Tag Archives: tips for visitors

Thanksgiving Chefs

I don’t understand why people who don’t cook 364 days a year suddenly think they can cook a large meal that involves roasting a whole animal. –Matt from Biwa

The man has a good point.  I was in a fun position this year; I participated in another family’s traditions, in which the day’s schedule, alcohol list, recipes and soundtrack were (nearly) completely determined more than a decade ago.

So what’s a decent chef or excellent amateur cook to do?  Stay the fuck out of the way? Try to be helpful?  Well, my friends, I figured it out:

Tasting&Complaining’s Rules for Attending (Other peoples’) Thanksgiving Traditions (RATT):

  • Offer to do all the prep work, to their specifications.

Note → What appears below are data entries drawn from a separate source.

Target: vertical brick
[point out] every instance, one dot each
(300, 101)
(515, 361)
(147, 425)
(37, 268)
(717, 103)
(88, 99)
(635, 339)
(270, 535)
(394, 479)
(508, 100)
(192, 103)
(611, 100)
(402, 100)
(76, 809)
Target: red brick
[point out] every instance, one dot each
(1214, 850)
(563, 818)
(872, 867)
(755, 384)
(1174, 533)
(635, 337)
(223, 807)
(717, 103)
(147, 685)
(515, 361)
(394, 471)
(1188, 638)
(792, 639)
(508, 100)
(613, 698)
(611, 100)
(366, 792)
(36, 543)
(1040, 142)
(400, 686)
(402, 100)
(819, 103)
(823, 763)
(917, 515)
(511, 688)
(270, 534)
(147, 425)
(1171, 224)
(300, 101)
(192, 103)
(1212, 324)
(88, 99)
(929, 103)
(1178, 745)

Reason: They get to start drinking early and admire your knife skills.  You get to stay busy, thus not suspiciously silent.  Also, you don’t start drinking early.

  • Watch them cook per their traditions, stay out of the way, ask questions and compliment their recipes.

Reason: Practice with me:

“Wow, I didn’t think a recipe so simple would be so delicious!”

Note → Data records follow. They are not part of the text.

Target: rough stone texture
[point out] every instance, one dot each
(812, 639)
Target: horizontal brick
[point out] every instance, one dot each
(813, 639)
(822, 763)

“French’s Onions make everything better.”

“Ok Uncle Trent, I’ll man the Fire Extinguisher while you fry that Turkey.”

“This pie is fantastic! did you make it? (only useful if you can see the Sarah Lee box from your seat)”

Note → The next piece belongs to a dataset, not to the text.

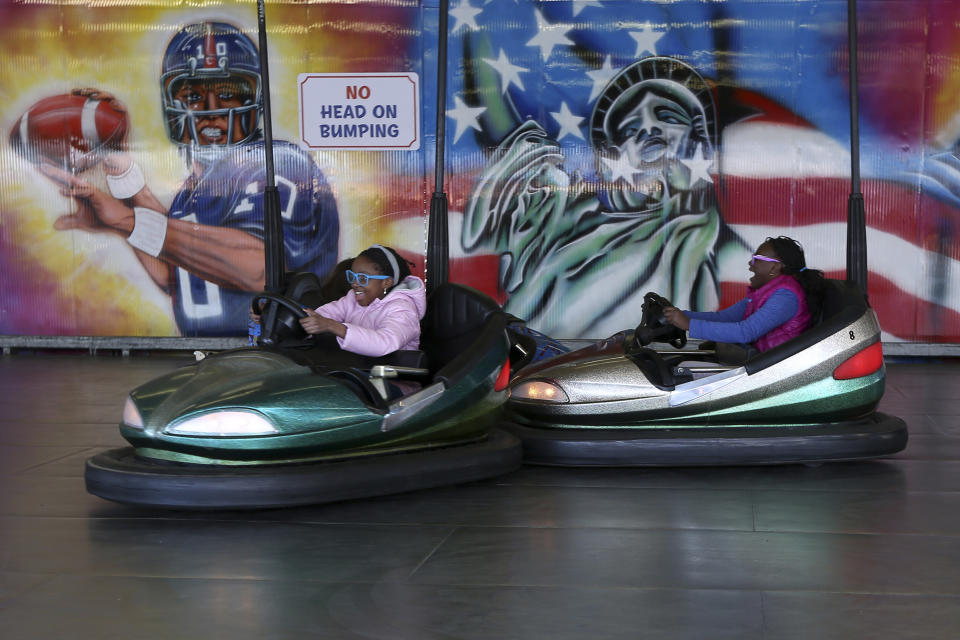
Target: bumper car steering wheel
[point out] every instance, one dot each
(653, 325)
(279, 319)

  • Offer to prepare the Brussels Sprouts.
Reason: Everyone who doesn’t like Brussels Sprouts will thank you for making them taste good.  The family pet will adore you for saving them the pain of being fed all the Brussels Sprouts surreptitiously.  The person who usually makes the Brussels Sprouts will relent quickly, because even they don’t think their recipe is any good.
  • Offer to clear the table.
Reason: You’ll only get through a few dishes before someone says “But wait!  You did all the prep work!” shoves a beer in your hand and shoos you out into the Rumpus room to watch the Lions get smacked around like a Piñata.
Mission accomplished.  Somehow you get a little credit for everything, but you didn’t make it much different from last year.  Bonus points if you can remember everyone’s name and turn the most ardent Bud Light drinker on to a microbrew, but don’t push it.